Bulls: With Boylen Gone, Largest Development Speed Bump Has Been Cleared
Not much can be gleamed yet from the reign of new Chicago Bulls Vice President of Basketball Operations Arturas Karnisovas, but it seems clear he works on his own schedule.
So resigned was I to AK's deliberative process in deciding the ultimate fate of the woefully over-his-head and now former Bulls head coach Jim Boylen, a process that was seemingly extending into the next calendar year, that Friday’s news of Boylen's dismissal was as astounding as it was pleasing to a widely grouchy fanbase of Bulls fans.
At the risk of toppling over in my chair and getting a deserved razzing from my co-workers, I slid forward in my chair with my mouth fully agape as I read about Karnisovas ending months worth of speculation and plotting a presumably less bumpy course for the franchise in casting the oft-lampooned Boylen by the wayside with his time clock in tow.
In the rear view, too, is the excuse of playing for a bungling coach who owns the second-worst winning percentage in team history, maintained a choppy relationship with his players and whose blue-collar brand of quirkiness — Boylen often called timeouts in the closing moments of games that were already decided and infamously installed an old-school time clock in the Bulls’ practice facility in October to better keep track of when players were punching in and out of work — is probably better suited for the collegiate ranks from which he came.
With the perceived hindrance to player development and team success now discarded at the coaching level, the stakes have been raised as high as the United Center rafters for a team whose players are still under appraisal and include few cut from the hybrid cloth of which Karnisovas helped fashion the Denver Nuggets during his tenure as a front-office executive in the Mile High City.
“Obviously, I like high pace. Moving the ball,” said Karnisovas at his introductory press conference back in April. In his last position as general manager in Denver, Karnisovas built one of the most admired rosters currently in the NBA, including all-NBA first teamer Nikola Jokic, stud point guard Jamal Murray and NBA all-Bubble second team forward Michael Porter Jr.
“We were able to be a very good passing team in Denver. It’s a very entertaining brand of basketball. I like multi-positional players. I like guys with high-basketball IQ that play off each other.”
With that in mind, Boylen, who complied a 39-84 record across two seasons, was an obvious domino to fall in AK's restructuring of management in Chicago. Surely, he won't be the last to fall either.
The tip-off of the 2020-2021 season — whether it takes place inside a bubble, or coincides with the upcoming holiday season or both — will activate a much different time clock than the one hung in the Advocate Center as individual improvement and overall fit are weighed just as heavily as wins and losses.

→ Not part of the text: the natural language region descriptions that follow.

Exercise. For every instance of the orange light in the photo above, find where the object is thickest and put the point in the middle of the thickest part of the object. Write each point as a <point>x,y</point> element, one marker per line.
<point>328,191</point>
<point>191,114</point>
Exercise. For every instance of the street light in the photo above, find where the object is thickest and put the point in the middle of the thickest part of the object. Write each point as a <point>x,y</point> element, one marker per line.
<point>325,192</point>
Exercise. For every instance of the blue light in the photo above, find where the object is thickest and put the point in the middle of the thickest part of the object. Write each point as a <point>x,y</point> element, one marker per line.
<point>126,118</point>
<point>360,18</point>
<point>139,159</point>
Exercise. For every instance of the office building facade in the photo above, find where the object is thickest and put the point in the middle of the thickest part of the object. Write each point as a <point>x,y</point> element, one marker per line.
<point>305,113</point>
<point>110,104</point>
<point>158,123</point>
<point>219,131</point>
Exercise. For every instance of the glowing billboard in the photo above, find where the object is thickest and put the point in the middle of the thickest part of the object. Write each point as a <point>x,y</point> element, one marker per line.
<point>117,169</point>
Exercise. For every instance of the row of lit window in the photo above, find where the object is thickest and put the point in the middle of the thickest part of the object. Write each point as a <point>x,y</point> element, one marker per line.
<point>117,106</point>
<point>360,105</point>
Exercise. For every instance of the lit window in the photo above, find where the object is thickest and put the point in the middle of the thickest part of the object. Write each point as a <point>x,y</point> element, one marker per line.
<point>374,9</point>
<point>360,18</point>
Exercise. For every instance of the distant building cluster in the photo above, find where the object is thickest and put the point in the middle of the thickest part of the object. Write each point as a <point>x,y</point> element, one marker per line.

While key players Lauri Markkanen, Wendell Carter Jr., Kris Dunn, Otto Porter Jr., and Chandler Hutchison have all missed significant time in each of the past two seasons, only so many concessions can continue to be made for injury or the failings of a former coach to cultivate wholesale player development.
Most notable is Markkanen, whose production shrunk back toward his rookie output. The third-year forward-center, who played in 50 of a possible 65 games and averaged 14.7 points in 29.8 minutes on the floor, will enter the final year of his rookie deal next season and would be a restricted free agent in 2021.
With a new-fangled off-season just around the corner, whoever Karnisovas and also newly-hired general manager Marc Eversley choose as Boylen’s replacement will likely be asked to cook with the same ingredients that resulted in the bitter taste of exclusion from the NBAs restart and a third consecutive absence from post-season contention.
Whether it be rumored candidates Kenny Atkinson, Ime Udoka, Wes Unseld Jr., Adrian Griffin, or Darvin Ham, it’s imperative that the Bulls’ next head coach extract every ounce of potential from an undeniably talented, yet still largely unproven, core of players.
A duty which, among others, proved too difficult for the former coach.